In the early-to-mid 20th century, the average annual death toll from disasters was very high, often climbing to over a million. 
For example, the study cites that in 1931, 2.7 million people died from the Yangtze–Huai River floods. In 1943, 1.9 million died from the Bangladeshi famine of 1943. Even low-frequency events had extreme death tolls. 
“In recent decades we have seen a substantial decline in deaths,” Ritchie and Rosado observed. “Even in peak years with high-impact events, the death toll has not exceeded 500,000 since the mid-1960s.”
Why has the global death toll from disasters dropped? 
There are a number of factors at play in the improvement of disaster aid, but the leading component is that human beings are getting better at predicting and preparing for natural disasters. 
“We know from historical data that the world has seen a significant reduction in disaster deaths through earlier prediction, more resilient infrastructure, emergency preparedness, and response systems,” Ritchie and Rosado explained in their study. 
On April 6, [2024],a 7.2 magnitude earthquake rocked the city of Hualien in Taiwan. Days later, as search and rescue continues, the death toll currently rests at 16. 
Experts have praised Taiwan for their speedy response and recovery, and attributed the low death toll to the measures that Taiwan implemented after an earthquake of similar strength hit the city 25 years earlier. Sadly, on that day in 1999, 2,400 people died and 11,000 were injured. 
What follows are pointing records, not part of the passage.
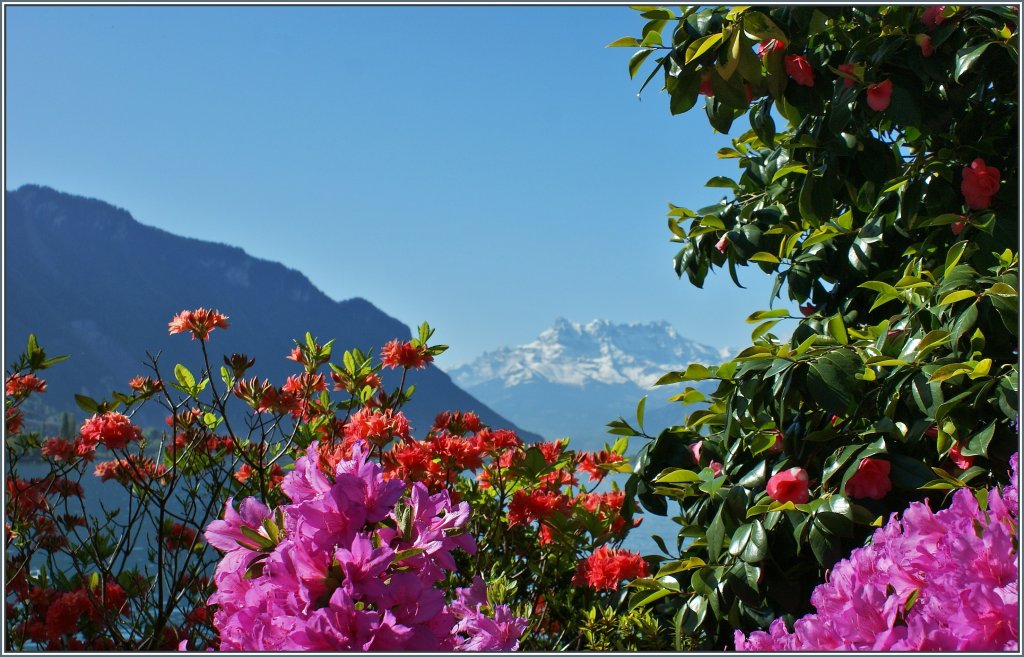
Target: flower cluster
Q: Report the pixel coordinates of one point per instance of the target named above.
(351, 564)
(928, 581)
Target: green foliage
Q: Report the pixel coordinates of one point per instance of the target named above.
(908, 346)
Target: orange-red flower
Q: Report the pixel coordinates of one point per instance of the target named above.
(200, 321)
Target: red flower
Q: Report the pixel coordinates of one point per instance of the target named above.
(790, 485)
(798, 68)
(200, 321)
(111, 429)
(980, 184)
(870, 480)
(957, 457)
(879, 95)
(403, 354)
(925, 43)
(850, 79)
(932, 16)
(606, 567)
(24, 385)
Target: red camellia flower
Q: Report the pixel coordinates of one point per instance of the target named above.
(200, 321)
(111, 429)
(879, 95)
(606, 567)
(870, 480)
(790, 485)
(798, 68)
(403, 354)
(979, 184)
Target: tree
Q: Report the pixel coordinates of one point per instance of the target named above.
(887, 208)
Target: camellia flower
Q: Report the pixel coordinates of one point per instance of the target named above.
(200, 321)
(879, 95)
(870, 480)
(798, 68)
(790, 485)
(979, 184)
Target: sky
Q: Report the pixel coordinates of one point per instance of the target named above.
(487, 169)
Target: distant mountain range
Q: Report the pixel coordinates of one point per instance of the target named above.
(576, 378)
(93, 282)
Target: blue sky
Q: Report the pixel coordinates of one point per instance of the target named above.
(487, 169)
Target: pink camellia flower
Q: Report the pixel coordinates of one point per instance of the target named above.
(798, 68)
(850, 77)
(870, 480)
(879, 95)
(932, 16)
(925, 43)
(790, 485)
(979, 184)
In an interview with Al Jazeera, Wang Yu — assistant professor at National Taiwan University — said that event, known as the Chi-Chi earthquake, revolutionized the way Taiwan approached natural disasters. 
“There were lots of lessons we learned, including the improvement of building codes, understanding earthquake warning signs, the development and implementation of earthquake early warning (EEW) systems and earthquake education,” said Wang. 
Those same sensors and monitoring systems allowed authorities to create “shakemaps” during Hualien’s latest earthquake, which helped them direct rescue teams to the regions that were hit the hardest. 
This, in conjunction with stronger building codes, regular earthquake drills, and public education campaigns, played a huge role in reducing the number of deaths from the event. 
And Taiwan’s safeguards on April 6 are just one example of recent measures against disasters. Similar models in strengthening prediction, preparedness, and recovery time have been employed around the world when it comes to rescuing victims of floods, wildfires, tornados, and so on. 
What else can we learn from this study?
When concluding the findings from their study, Ritchie and Rosado emphasized the importance of increasing safety measures for everyone.
Currently, there is still a divide between populations with high gross national income and populations living in extreme poverty.
Even low-income countries that infrequently have natural disasters have a much higher death rate  because they are vulnerable to collapse, displacement, and disrepair. 
“Those at low incomes are often the most vulnerable to disaster events; improving living standards, infrastructure, and response systems in these regions will be key to preventing deaths from natural disasters in the coming decades,” surmised Ritchie and Rosado.
“Overall development, poverty alleviation, and knowledge-sharing of how to increase resilience to natural disasters will therefore be key to reducing the toll of disasters in the decades to come."